Il N. non è stato appannaggio solo del pensiero tedesco, ma è stato oggetto di riflessione anche
altrove, in particolare nell’esistenzialismo francese, in pensatori come Jean-Paul Sartre e Albert
Camus, nei quali il fondersi di esistenzialismo e N. ha dato un contributo fondamentale alla
chiarificazione dell’esistenza umana. Ne L’essere e il nulla (1943), per esempio, senza che il
concetto di N. venga fatto oggetto di una particolare tematizzazione, si avverte ovunque la
presenza di un atteggiamento quasi ostentatamente nichilistico, nella misura in cui il nulla e la
negatività assumono in Sartre una funzione centrale nel coglimento e nella definizione del
carattere radicalmente libero dell’esistenza umana, del per-sé, nella sua contrapposizione
all’opacità delle cose, dell’in-sé.

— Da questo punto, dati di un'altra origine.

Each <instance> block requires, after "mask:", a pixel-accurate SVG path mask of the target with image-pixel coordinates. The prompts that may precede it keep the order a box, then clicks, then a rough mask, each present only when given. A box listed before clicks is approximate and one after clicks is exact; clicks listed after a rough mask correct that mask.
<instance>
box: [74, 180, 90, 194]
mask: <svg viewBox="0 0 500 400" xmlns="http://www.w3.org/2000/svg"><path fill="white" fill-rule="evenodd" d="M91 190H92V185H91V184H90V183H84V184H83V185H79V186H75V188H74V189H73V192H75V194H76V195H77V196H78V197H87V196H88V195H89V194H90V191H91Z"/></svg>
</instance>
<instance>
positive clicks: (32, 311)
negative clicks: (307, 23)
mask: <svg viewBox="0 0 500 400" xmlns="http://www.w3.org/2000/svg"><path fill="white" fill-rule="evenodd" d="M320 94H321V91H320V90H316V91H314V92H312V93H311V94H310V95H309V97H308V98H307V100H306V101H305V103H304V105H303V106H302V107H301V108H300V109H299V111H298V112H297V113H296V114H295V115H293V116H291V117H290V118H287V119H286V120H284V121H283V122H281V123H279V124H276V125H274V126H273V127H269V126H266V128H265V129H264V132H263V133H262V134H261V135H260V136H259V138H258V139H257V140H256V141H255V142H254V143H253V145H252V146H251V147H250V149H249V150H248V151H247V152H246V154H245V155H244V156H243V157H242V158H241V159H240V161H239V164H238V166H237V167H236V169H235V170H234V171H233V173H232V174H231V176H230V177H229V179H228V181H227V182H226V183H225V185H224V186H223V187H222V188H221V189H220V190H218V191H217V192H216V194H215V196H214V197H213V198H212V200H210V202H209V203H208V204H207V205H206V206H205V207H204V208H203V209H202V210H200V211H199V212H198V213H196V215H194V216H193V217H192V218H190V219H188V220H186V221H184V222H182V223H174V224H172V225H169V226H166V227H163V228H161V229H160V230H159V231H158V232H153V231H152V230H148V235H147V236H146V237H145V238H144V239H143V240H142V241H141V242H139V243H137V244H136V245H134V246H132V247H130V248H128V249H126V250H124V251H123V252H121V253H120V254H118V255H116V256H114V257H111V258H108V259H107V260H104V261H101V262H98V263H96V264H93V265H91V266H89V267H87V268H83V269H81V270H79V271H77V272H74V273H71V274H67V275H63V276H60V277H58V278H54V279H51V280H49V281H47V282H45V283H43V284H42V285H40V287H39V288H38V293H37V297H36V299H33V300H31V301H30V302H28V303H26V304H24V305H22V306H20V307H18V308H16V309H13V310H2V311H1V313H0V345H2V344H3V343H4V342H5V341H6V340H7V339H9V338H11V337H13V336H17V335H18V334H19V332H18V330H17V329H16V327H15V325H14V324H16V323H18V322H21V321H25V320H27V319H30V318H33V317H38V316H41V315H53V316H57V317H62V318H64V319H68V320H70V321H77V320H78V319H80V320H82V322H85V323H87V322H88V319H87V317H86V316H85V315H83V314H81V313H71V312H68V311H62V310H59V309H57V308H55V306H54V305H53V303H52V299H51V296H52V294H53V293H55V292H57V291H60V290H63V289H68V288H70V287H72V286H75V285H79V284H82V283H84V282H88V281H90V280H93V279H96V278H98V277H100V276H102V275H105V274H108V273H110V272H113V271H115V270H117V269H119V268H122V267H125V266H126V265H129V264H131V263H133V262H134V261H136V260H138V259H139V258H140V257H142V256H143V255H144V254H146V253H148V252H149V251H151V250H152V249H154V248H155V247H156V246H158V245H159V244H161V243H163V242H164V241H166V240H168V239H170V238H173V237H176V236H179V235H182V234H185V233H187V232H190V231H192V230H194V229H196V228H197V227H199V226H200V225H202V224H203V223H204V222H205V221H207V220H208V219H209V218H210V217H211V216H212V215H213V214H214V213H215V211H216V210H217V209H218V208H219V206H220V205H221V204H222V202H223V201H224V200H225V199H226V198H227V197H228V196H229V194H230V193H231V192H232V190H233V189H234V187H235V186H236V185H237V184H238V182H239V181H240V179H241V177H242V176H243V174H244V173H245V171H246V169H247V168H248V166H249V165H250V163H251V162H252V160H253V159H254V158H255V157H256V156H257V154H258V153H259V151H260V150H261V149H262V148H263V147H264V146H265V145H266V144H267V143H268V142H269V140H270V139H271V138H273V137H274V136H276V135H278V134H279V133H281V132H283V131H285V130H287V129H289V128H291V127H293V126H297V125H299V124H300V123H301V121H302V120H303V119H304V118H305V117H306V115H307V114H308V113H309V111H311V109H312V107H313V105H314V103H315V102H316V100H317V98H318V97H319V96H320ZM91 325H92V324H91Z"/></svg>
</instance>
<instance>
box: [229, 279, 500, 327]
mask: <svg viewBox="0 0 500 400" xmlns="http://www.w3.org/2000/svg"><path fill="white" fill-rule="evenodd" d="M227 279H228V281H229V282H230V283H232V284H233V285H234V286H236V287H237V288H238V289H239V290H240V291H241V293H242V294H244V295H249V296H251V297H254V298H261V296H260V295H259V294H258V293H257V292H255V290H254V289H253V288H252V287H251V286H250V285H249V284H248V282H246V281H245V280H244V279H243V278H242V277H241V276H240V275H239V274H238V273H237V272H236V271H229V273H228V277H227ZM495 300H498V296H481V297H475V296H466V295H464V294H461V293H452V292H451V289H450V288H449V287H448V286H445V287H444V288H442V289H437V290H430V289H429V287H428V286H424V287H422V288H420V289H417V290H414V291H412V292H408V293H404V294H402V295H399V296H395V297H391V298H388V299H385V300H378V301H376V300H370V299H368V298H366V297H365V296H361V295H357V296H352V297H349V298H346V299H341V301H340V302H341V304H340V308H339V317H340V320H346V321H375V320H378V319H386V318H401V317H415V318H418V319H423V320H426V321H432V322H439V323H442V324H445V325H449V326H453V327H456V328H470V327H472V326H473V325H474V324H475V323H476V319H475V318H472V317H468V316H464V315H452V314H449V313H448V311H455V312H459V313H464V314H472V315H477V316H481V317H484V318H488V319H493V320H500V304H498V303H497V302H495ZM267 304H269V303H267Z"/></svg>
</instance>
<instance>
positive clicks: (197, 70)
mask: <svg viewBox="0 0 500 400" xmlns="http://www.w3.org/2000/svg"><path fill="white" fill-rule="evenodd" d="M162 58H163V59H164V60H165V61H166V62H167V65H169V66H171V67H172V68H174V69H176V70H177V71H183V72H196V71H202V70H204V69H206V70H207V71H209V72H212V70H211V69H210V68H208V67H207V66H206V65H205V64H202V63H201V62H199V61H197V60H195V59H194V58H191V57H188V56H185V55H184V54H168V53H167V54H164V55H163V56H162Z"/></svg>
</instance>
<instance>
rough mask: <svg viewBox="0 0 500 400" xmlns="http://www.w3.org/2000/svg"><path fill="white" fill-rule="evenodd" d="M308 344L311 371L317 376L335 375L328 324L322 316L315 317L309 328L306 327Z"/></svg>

Lo stesso vale per Camus, che ha sviluppato il tema del N. lungo
il filo conduttore dei due motivi che lo ossessionano: l’assurdo e la rivolta metafisica della
finitudine, fornendo in L’uomo in rivolta (1951) una delle analisi più illuminanti e profonde del
N.
La tematica del N. ha attecchito anche in altri luoghi e momenti del pensiero francese
contemporaneo. A dare un’idea della sua diffusa presenza sono sufficienti due nomi: George
Bataille ed Emil M. Cioran. L’opera del primo è attraversata da cima a fondo dalla lucida
consapevolezza che il N. è un’ombra costante che inevitabilmente ci accompagna quando

4
pensiamo in assenza di dèi o quando ci sforziamo di teorizzare la negatività, il limite, l’alterità.
Negli scritti del secondo vengono alla luce in maniera quasi abbagliante la disperazione e insieme
la lucidità dalle quali è sostenuto il suo N. metafisico, la malinconia e l’accanimento di cui esso si
nutre, l’empietà e al tempo stesso la devozione con cui Cioran si slancia verso quella «versione
più pura di Dio» che è per lui il Nulla.
Anche la cultura filosofica italiana è stata particolarmente sensibile al problema del N. e ha
offerto contributi di rilievo alla sua analisi. Negli anni Settanta e Ottanta si è registrata una vera e
propria efflorescenza di letteratura nichilistica, nella quale è riconoscibile l’esigenza di una
superamento del N. stesso. Ciò vale soprattutto per pensatori come Luigi Pareyson e Alberto
Caracciolo, che hanno riflettuto su tale problema a partire da una spiccata sensibilità per la
dimensione del sacro e del religioso. Ma vale, sia pure in senso diverso, anche per Gianni Vattimo,
che ha inteso valorizzare in senso positivo le potenzialità emancipative del N. (…) e per Emanuele
Severino, il quale accusa di N. l’intera filosofia occidentale in quanto essa, ammettendo il tempo e il
divenire delle cose, cioè il loro «non essere ancora» e «non essere più», pensa l’ente come se fosse
un niente .
La presenza così diffusa del N. — parola fino a qualche tempo fa riservata a poche avanguardie —
fa capire che esso è l’espressione di un profondo malessere della cultura contemporanea, il quale si
accompagna, sul piano storico-sociale, ai processi di secolarizzazione e di razionalizzazione, cioè di
disincanto e frantumazione della nostra immagine del mondo, e che ha provocato sul piano
filosofico, in merito alle visioni del mondo e ai valori ultimi, il diffondersi del relativismo e
dello scetticismo. Quale che sia l’atteggiamento che si assume nei suoi confronti, di accettazione o
di rifiuto, chiunque può vedere quanto la storia del Novecento abbia riempito questo termine, un
tempo così astratto, «di sostanza, di vita vissuta, di azioni e di dolori» (E. Jünger). [F.V.]

Tratto da Abbagnano, Fornero, Dizionario di Filosofia, UTET.